A natural way to interpret these specifications is as some kind of logical formula that can be satisfied or unsatisfied by each given model. Under such an interpretation, the original paradox is simply a specification that is satisfied by no model.

Your revision uses the words "would not otherwise". Perhaps we can treat these words as a modal operator and translate your revised specification to something like "forall x. man(x) & not(would_otherwise(exists y. shave(y,x))) -> shave(the_barber,x)", or some other formula. Still, there are two issues: First, what if Alice and Bob (neither the barber) shave each other? Your specification seems to allow the barber to shave neither then. Second, in an ordinary logic we would expect phi&phi to be equivalent to phi, but repeating your specification seems to change its meaning or even turn it into a paradox. And I don't see why a linear logic is called for.

From:

kpreid.livejournal.com

Still, there are two issues: First, what if Alice and Bob (neither the barber) shave each other? Your specification seems to allow the barber to shave neither then.

And I'm sure Alice and Bob are perfectly happy with that.

Second, in an ordinary logic we would expect phi&phi to be equivalent to phi, but repeating your specification seems to change its meaning or even turn it into a paradox.

One of my prior versions was “The barber shaves everyone who is as yet unshaven”, which is essentially another form of that but timeful (and therefore explicitly transitioning from one world state to another). In this case, there is no paradox from doubling; the barber's second round (or the second barber; it doesn't matter) just shaves nobody. But some may be shaved that would prefer to have shaved themselves later.

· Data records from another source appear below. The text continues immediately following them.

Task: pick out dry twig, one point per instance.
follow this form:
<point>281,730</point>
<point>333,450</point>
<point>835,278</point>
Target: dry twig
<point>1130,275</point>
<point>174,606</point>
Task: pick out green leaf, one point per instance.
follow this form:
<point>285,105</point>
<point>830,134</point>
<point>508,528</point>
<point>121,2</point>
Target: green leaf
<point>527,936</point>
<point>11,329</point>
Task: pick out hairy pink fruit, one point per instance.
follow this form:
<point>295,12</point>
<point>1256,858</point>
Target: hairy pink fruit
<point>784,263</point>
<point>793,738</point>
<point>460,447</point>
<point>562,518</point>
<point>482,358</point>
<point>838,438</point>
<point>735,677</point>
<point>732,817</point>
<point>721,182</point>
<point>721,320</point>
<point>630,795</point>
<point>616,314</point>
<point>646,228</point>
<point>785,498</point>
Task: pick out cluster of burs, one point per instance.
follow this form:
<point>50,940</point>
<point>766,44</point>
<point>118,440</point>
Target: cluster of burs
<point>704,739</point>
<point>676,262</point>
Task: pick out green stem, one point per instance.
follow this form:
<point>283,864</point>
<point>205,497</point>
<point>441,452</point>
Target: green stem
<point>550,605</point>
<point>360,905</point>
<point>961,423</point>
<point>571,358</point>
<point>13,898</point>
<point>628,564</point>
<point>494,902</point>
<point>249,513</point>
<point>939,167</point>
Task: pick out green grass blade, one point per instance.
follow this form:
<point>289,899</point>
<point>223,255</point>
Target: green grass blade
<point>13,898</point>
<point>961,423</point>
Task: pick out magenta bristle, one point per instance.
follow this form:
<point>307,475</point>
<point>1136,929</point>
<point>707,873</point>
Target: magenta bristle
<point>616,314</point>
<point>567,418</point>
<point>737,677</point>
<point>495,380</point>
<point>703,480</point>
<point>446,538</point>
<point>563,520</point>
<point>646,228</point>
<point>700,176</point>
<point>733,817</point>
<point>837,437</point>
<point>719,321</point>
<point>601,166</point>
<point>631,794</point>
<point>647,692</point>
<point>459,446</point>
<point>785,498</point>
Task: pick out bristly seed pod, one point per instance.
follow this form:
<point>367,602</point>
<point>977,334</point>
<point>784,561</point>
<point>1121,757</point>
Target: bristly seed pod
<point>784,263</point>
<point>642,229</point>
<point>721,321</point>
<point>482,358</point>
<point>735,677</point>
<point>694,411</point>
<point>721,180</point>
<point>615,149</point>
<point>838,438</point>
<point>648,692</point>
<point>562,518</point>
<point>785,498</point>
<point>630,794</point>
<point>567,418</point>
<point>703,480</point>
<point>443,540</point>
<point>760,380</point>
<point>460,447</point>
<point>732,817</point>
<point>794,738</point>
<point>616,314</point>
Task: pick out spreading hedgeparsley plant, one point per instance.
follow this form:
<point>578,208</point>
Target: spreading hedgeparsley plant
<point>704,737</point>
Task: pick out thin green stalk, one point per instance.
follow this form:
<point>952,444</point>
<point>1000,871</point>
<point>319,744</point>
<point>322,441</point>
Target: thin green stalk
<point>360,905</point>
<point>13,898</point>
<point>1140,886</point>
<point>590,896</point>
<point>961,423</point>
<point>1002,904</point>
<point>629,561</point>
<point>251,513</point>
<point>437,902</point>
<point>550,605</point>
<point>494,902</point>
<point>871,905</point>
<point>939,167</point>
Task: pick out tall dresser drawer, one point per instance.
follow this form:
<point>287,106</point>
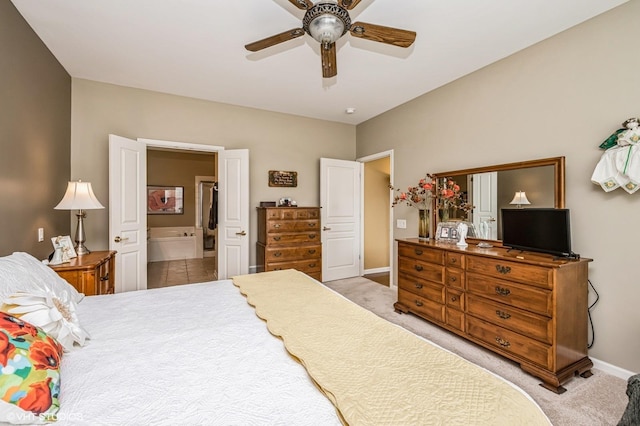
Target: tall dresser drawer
<point>424,254</point>
<point>537,326</point>
<point>508,341</point>
<point>423,288</point>
<point>421,269</point>
<point>509,270</point>
<point>423,306</point>
<point>531,298</point>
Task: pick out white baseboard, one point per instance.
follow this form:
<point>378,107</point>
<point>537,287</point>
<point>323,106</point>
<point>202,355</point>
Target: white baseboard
<point>612,369</point>
<point>376,270</point>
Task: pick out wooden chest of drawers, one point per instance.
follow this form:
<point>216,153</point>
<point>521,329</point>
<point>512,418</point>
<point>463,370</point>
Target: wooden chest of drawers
<point>91,274</point>
<point>289,238</point>
<point>527,307</point>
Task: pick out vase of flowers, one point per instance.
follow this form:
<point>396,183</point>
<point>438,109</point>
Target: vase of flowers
<point>420,197</point>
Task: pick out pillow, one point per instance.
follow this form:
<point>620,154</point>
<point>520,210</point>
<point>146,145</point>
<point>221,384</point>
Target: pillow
<point>55,316</point>
<point>29,372</point>
<point>23,272</point>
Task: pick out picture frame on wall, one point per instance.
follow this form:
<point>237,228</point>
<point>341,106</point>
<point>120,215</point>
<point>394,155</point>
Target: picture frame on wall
<point>165,199</point>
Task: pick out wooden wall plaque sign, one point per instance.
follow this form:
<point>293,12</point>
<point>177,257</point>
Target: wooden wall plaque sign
<point>283,179</point>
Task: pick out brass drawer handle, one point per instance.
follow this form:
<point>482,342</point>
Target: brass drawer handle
<point>502,342</point>
<point>503,269</point>
<point>503,291</point>
<point>503,315</point>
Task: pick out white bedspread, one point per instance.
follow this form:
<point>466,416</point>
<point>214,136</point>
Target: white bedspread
<point>186,355</point>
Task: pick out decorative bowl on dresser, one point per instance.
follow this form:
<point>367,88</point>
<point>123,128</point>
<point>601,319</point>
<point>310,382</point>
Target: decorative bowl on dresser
<point>91,274</point>
<point>289,238</point>
<point>528,307</point>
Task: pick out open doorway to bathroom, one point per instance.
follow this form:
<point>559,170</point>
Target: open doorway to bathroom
<point>181,248</point>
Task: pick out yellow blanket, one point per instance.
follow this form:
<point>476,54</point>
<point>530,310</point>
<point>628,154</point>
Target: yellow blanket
<point>375,372</point>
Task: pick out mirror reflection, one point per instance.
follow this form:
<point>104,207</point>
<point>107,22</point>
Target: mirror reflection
<point>530,184</point>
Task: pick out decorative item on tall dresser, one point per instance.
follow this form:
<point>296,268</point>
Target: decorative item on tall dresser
<point>289,238</point>
<point>529,307</point>
<point>619,166</point>
<point>519,199</point>
<point>79,196</point>
<point>420,197</point>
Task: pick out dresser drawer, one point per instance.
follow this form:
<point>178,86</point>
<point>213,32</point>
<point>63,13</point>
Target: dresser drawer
<point>498,268</point>
<point>424,254</point>
<point>424,270</point>
<point>293,237</point>
<point>510,342</point>
<point>423,288</point>
<point>537,326</point>
<point>293,225</point>
<point>454,278</point>
<point>526,297</point>
<point>278,254</point>
<point>424,307</point>
<point>455,260</point>
<point>310,265</point>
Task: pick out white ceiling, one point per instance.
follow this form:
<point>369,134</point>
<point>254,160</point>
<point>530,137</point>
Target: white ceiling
<point>195,48</point>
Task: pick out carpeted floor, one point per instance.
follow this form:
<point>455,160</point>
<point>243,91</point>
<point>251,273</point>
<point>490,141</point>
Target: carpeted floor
<point>598,400</point>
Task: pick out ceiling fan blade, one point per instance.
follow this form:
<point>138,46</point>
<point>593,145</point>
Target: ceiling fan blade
<point>302,4</point>
<point>388,35</point>
<point>329,65</point>
<point>348,4</point>
<point>273,40</point>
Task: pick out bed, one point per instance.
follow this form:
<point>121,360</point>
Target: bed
<point>275,348</point>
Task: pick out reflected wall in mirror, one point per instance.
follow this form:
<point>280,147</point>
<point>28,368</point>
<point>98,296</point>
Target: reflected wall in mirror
<point>492,188</point>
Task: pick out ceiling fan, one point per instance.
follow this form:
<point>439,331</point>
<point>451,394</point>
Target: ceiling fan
<point>326,22</point>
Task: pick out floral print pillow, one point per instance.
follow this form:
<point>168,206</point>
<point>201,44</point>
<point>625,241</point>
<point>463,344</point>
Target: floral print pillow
<point>29,372</point>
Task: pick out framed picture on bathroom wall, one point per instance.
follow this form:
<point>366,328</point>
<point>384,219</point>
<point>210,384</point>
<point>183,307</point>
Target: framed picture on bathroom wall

BTW, when commenting, you're writing in HTML-plus-line-breaks; that's why your "phi&phi" turned into "phiφ".

From:

brokenhut.livejournal.com

I am even more confused by the ambiguity in your restatement than in the original.

Does it mean, "the barber shaves every man who has hair growth" or "the barber shaves every man who does not have alternative arrangements"? The second one was my initial reaction, but seems tautological --- "the barber shaves who the barber shaves".

From:

kpreid.livejournal.com

The latter. It is not tautological in that it implies that no one goes unshaven.

From:

https://www.google.com/accounts/o8/id?id=AItOawkLK5plVY4jv_uXVtUtNW_IDT3aL7xt9Do (from livejournal.com)

This is essentially Russell's Paradox.

Your rephrasing is not the same as the original because there could be people who both do not shave themselves and the barber does not shave (e.g. two people shaving each other or just another barber in town).

Let's say you have two sets:
B, for the men who the barber shaves, and
S, for the men who shave themselves.

The original paradox says that
Forall x: if x ∉ S, then necessarily x ∈ B.

But your version allows that there could be some men who aren't in S, but could be shaved otherwise (by someone else). Therefore you lose the the dichotomy, the "necessarily."

From:

kpreid.livejournal.com

I'm fixing the spec, not restating it.

From: (Anonymous)

So you have shown that something else that is pretty close to the original barber paradox is not paradoxical?

From:

kpreid.livejournal.com

An inconsistent specification should be corrected according to the best available judgement of the intent behind it. In this case, the intent I assume is that every man be shaved.